Was die Isolation angeht, ergibt ein A/B-Vergleich mit dem MSR7 (mikrofonierte Aufnahme bei gleichem Ausgangspegel beider Kopfhörer) ein praktisch identisches Bleeding-Niveau. Die spektrale Verteilung ist insofern anders, als der Hi-X55 etwas weniger hochfrequente Transienten durchlässt, was ein geringfügiger Vorteil sein kann. Nach meiner Erfahrung isoliert der MSR7 (und damit wohl auch der Hi-X55) merklich schlechter als etwa der Studiostandard DT-770 von Beyerdynamic oder der sehr ähnliche SoundMagic HP150. Wem also Isolation wichtig ist – sei es für Aufnahmen oder den Einsatz unterwegs –, der sollte sich anderweitig umsehen. Ein mobiler Einsatz bietet sich auch wegen der Länge des mitgelieferten Kabels erst mal nicht an, und aufgrund des proprietären Drehverschlusses lässt sich das Kabel auch nicht beliebig ersetzen.

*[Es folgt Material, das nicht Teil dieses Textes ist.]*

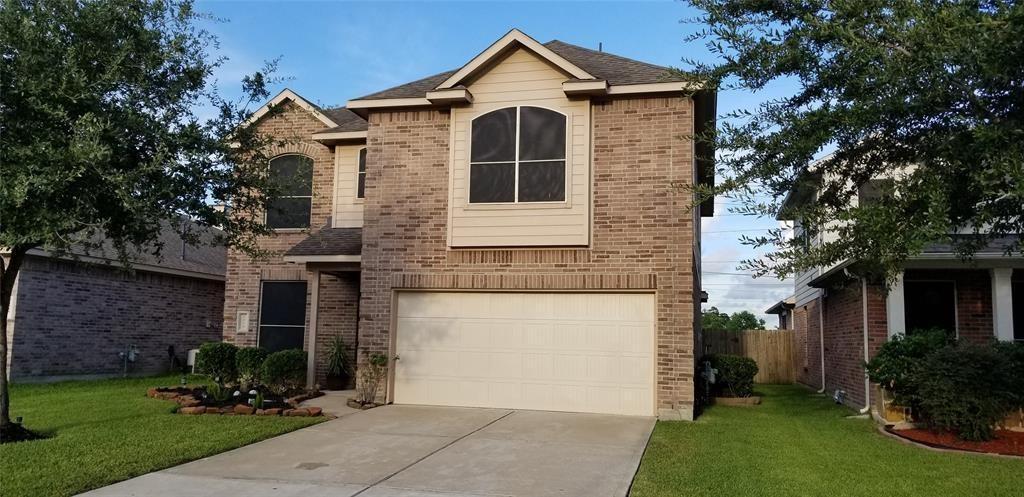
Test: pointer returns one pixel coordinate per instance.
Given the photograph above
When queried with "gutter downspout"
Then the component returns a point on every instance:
(821, 336)
(867, 381)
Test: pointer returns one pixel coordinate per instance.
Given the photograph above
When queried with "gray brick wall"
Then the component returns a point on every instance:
(73, 319)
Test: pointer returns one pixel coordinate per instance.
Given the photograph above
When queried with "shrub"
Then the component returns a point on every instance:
(735, 375)
(896, 360)
(372, 375)
(217, 360)
(337, 359)
(249, 362)
(966, 389)
(285, 370)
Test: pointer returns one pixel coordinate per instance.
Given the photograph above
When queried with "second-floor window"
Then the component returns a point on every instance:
(294, 205)
(360, 181)
(517, 155)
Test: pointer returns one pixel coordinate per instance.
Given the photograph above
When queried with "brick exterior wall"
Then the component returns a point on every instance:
(339, 304)
(642, 232)
(338, 294)
(807, 337)
(73, 319)
(845, 327)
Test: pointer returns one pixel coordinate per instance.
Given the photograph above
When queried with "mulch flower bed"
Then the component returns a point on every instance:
(194, 401)
(1006, 443)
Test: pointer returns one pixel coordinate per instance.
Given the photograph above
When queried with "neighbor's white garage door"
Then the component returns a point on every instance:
(553, 351)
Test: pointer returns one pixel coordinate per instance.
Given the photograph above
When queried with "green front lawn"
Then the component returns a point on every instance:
(105, 431)
(800, 444)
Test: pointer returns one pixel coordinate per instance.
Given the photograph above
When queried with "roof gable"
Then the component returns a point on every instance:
(285, 95)
(512, 40)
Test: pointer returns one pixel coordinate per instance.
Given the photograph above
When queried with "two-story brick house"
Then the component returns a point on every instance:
(517, 232)
(841, 319)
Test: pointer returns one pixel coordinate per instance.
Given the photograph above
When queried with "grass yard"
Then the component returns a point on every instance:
(104, 431)
(799, 443)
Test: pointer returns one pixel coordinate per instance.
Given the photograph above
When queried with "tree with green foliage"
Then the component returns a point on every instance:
(930, 94)
(713, 319)
(102, 135)
(744, 320)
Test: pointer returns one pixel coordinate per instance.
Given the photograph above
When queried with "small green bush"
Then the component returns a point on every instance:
(735, 375)
(966, 389)
(249, 362)
(896, 360)
(217, 360)
(285, 370)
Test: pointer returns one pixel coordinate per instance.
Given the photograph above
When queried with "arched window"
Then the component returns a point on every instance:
(517, 154)
(293, 206)
(360, 181)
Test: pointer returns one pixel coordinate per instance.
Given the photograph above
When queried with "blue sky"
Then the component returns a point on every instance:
(333, 51)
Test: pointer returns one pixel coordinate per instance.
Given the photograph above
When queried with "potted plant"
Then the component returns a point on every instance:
(339, 370)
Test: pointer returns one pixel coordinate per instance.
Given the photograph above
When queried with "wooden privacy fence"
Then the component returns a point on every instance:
(773, 350)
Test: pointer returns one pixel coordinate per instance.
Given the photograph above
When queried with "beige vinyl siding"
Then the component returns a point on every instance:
(804, 293)
(347, 209)
(521, 79)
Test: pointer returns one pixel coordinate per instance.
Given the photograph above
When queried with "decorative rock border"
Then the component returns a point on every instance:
(188, 404)
(737, 401)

Nun zum Wichtigsten, dem Sound. Was Tieftonwiedergabe angeht, haben die Hi-X55 den dünnsten Sound, den ich je bei halbwegs soliden Kopfhörern gehört habe. Am ehesten vergleichen lassen sie sich wohl mit dem AKG K701, wobei diese Assoziation meinerseits auf einem Höreindruck vor x Jahren basiert und insofern mit Vorsicht zu genießen ist. Wir sprechen jedenfalls über einen außerordentlich hell abgestimmten Kopfhörer, der vermeintlich am ehesten Jazz- und Klassik-Fans ansprechen könnte, wobei ich es für einen seltsamen Mythos halte, dass es in diesen Genres irgendwie von Vorteil wäre, dem Sound das ganze Blut abzusaugen. Alle, deren persönlicher Geschmack nicht klar zu kristallinen Höhen und sehr dezenten Tiefen tendiert, sind hier schlecht beraten. In einer Zeit, in der ohnehin in vielen Genres von Jazz über Singer-Songwriter bis Death Metal eher tiefmittenarm produziert wird, ist eine solche Abstimmung m. E. eine ungeschickte Designentscheidung, die nur eine sehr kleine Zielgruppe ansprechen dürfte. Aufgeräumte Mitten sind schön und gut, nimmt man aber zu viel davon weg, fehlt der Musik jedweder Punch. So werden z. B. Gitarren-Powerchords oder Männerstimmen gleichermaßen zu kraftlosen, unbefriedigenden Babyfürzen. Jedes Mal, wenn ich zu anderen Hörern zurückwechselte (MSR7, Sennheiser HD-650, Beyerdynamic DT-880), ging im Vergleich dazu die Sonne auf. Spurenelemente von Tiefbass wiederum muss man schon mit der akustischen Lupe suchen, was für ein geschlossenes Modell untypisch, aber je nach Genrevorlieben weniger tragisch ist, wenn man nicht gerade elektronische Musik hören will.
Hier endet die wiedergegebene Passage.